The oral administration and the needlessness of routine laboratory monitoring and dose adjustment are the major advantages of NOACs over LMWHs and VKAs. These advantages are expected to improve the adherence to the treatment and the quality of life of cancer patients. However, nausea and vomiting are among the most frequent side effects of anticancer treatments and might compromise the efficacy of NOACs. In patients treated with VKAs, the therapeutic hypocoagulability is related to the decreased synthesis of functional vitamin K-dependent clotting factors. One dose omission of VKA, as a consequence of vomiting, has limited effects, since the coagulation status is normalized after 3–5 days of treatment cessation. In contrast, the anticoagulant activity of the orally active antithrombotic agents is dose dependent, and within about 24–30 hours after treatment interruption, coagulation is normalized. Thus, the efficacy of the NOACs might be compromised. The measurement of plasma concentration and the global antithrombotic effect of NOACs might be mandatory in this situation. The NOACs presented herein are substrates of CYP3A4 and/or P-gp, and their active concentration in plasma is influenced by the co-administration of inducers or inhibitors of these enzymes. NOACs present significantly less drug–drug interactions as compared with VKAs. Several anticancer agents or drugs frequently used in cancer patients are metabolized in the liver and are inducers or inhibitors of CYP3A4 or P-gp. Cancer patients are at risk of opportunistic infections or fungal infections, thus they may receive P-gp inhibitors of inducers or inhibitors of CYP3A4. For this reason, administration of orally active NOACs in cancer patients should be particularly cautious. A check-list of potential drug interactions should be carefully applied. The development of easy to use laboratory assays for the monitoring of the NOACs and adaptation of the dose is of particular interest in cancer patients.

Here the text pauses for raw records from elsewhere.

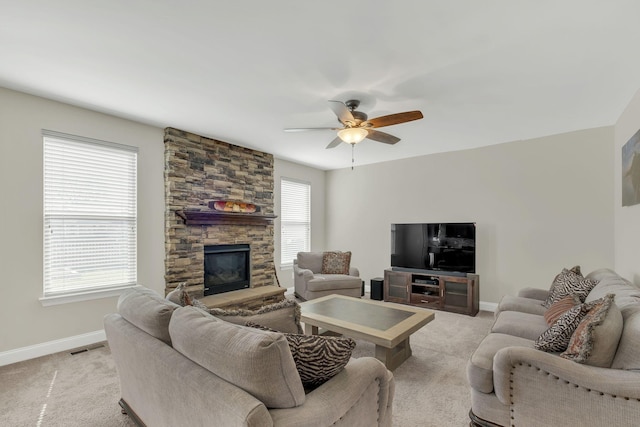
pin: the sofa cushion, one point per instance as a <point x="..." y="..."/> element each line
<point x="148" y="311"/>
<point x="524" y="325"/>
<point x="560" y="307"/>
<point x="179" y="295"/>
<point x="336" y="262"/>
<point x="568" y="283"/>
<point x="283" y="316"/>
<point x="480" y="365"/>
<point x="258" y="362"/>
<point x="628" y="353"/>
<point x="521" y="304"/>
<point x="595" y="340"/>
<point x="328" y="282"/>
<point x="310" y="261"/>
<point x="318" y="358"/>
<point x="627" y="294"/>
<point x="557" y="337"/>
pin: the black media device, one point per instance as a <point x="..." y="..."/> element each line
<point x="434" y="247"/>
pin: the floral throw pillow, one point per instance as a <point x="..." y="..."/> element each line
<point x="560" y="307"/>
<point x="568" y="282"/>
<point x="595" y="340"/>
<point x="336" y="262"/>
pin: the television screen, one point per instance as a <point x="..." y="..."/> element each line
<point x="442" y="247"/>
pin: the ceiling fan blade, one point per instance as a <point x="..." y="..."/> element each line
<point x="306" y="129"/>
<point x="394" y="119"/>
<point x="376" y="135"/>
<point x="334" y="143"/>
<point x="343" y="113"/>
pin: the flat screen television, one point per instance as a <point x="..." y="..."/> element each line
<point x="437" y="247"/>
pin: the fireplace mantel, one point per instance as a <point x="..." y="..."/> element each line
<point x="210" y="217"/>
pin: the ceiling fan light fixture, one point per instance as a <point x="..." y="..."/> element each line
<point x="352" y="135"/>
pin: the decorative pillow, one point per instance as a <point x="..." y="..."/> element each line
<point x="556" y="338"/>
<point x="595" y="340"/>
<point x="560" y="307"/>
<point x="283" y="316"/>
<point x="336" y="262"/>
<point x="569" y="283"/>
<point x="181" y="297"/>
<point x="318" y="358"/>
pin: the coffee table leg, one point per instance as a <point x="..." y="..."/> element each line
<point x="393" y="357"/>
<point x="310" y="329"/>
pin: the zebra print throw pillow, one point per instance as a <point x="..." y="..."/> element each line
<point x="569" y="283"/>
<point x="557" y="337"/>
<point x="318" y="358"/>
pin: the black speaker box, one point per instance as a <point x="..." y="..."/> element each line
<point x="376" y="288"/>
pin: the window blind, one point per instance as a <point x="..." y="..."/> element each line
<point x="295" y="219"/>
<point x="90" y="196"/>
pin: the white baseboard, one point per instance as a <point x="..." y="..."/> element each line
<point x="50" y="347"/>
<point x="488" y="306"/>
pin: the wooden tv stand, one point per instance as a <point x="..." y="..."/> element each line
<point x="439" y="291"/>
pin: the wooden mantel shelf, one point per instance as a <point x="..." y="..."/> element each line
<point x="211" y="217"/>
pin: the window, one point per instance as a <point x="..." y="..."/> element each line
<point x="89" y="216"/>
<point x="295" y="222"/>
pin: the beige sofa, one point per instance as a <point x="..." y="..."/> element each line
<point x="181" y="366"/>
<point x="310" y="283"/>
<point x="514" y="384"/>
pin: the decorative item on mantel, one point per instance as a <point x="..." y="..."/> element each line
<point x="231" y="206"/>
<point x="226" y="212"/>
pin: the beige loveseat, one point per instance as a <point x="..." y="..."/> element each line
<point x="514" y="384"/>
<point x="181" y="366"/>
<point x="311" y="282"/>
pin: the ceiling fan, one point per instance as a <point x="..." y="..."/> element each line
<point x="357" y="126"/>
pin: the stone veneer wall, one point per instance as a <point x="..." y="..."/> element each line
<point x="199" y="170"/>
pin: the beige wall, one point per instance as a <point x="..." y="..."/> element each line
<point x="316" y="177"/>
<point x="25" y="322"/>
<point x="627" y="219"/>
<point x="540" y="205"/>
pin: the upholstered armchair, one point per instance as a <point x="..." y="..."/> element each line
<point x="316" y="274"/>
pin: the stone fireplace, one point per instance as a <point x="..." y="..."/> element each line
<point x="201" y="170"/>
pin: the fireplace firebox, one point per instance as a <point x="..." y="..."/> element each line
<point x="226" y="268"/>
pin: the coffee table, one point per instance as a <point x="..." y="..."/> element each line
<point x="386" y="325"/>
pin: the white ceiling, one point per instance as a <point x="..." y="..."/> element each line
<point x="481" y="72"/>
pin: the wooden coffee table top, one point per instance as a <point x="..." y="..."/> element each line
<point x="384" y="324"/>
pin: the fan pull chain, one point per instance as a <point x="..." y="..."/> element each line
<point x="352" y="148"/>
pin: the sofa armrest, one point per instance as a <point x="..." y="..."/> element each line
<point x="527" y="380"/>
<point x="360" y="395"/>
<point x="534" y="293"/>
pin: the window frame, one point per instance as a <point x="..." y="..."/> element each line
<point x="286" y="224"/>
<point x="66" y="214"/>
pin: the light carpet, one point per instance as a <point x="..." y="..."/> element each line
<point x="83" y="389"/>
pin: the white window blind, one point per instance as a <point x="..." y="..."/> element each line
<point x="295" y="221"/>
<point x="90" y="195"/>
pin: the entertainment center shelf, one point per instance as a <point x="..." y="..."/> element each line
<point x="440" y="291"/>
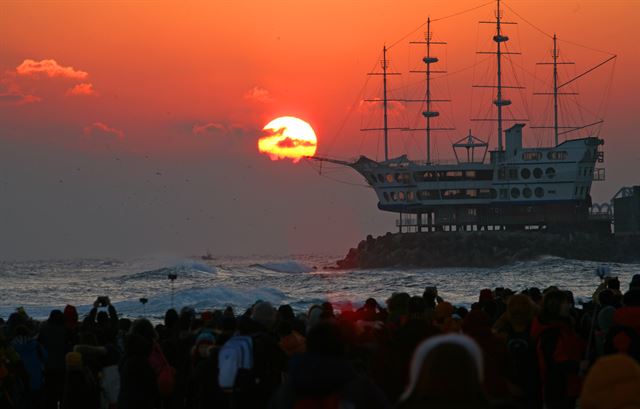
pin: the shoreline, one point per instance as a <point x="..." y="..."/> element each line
<point x="485" y="249"/>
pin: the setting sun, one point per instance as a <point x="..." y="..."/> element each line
<point x="288" y="137"/>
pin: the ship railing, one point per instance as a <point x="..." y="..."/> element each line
<point x="598" y="175"/>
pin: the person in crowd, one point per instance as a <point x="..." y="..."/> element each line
<point x="612" y="383"/>
<point x="323" y="377"/>
<point x="55" y="339"/>
<point x="446" y="371"/>
<point x="33" y="357"/>
<point x="560" y="351"/>
<point x="81" y="389"/>
<point x="138" y="379"/>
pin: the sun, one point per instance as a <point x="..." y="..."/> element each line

LMWHs interfere with cancer cells, resulting in inhibition of their proliferation and in downregulation of their angiogenic and metastatic potential.39–41 Several lines of evidence suggest that in some groups of cancer patients, the administration of LMWHs might improve cancer-related mortality.15 The interactions of NOACs with cancer cells have not yet been studied.
The need for a specific antidote to NOACs is of major importance in cancer patients, who are frequently in hemorrhagic risk due to the effect of anticancer treatment (ie, thrombocytopenia induced by chemotherapy) or the presence of metastasis in organs that participate in hemostasis (ie, liver or bone marrow).
In conclusion, the available – although limited – data from Phase III clinical trials in the prevention and treatment of VTE are encouraging for the development of clinical research of NOACs in the field of cancer patients.
The authors have no relevant affiliations or financial involvement with any organization or entity with a financial interest in, or financial conflict with, the subject matter or materials discussed in the manuscript. This includes employment, consultancies, honoraria, stock ownership or options, expert testimony, grants or patents received or pending, or royalties. No writing assistance was utilized in the production of this manuscript.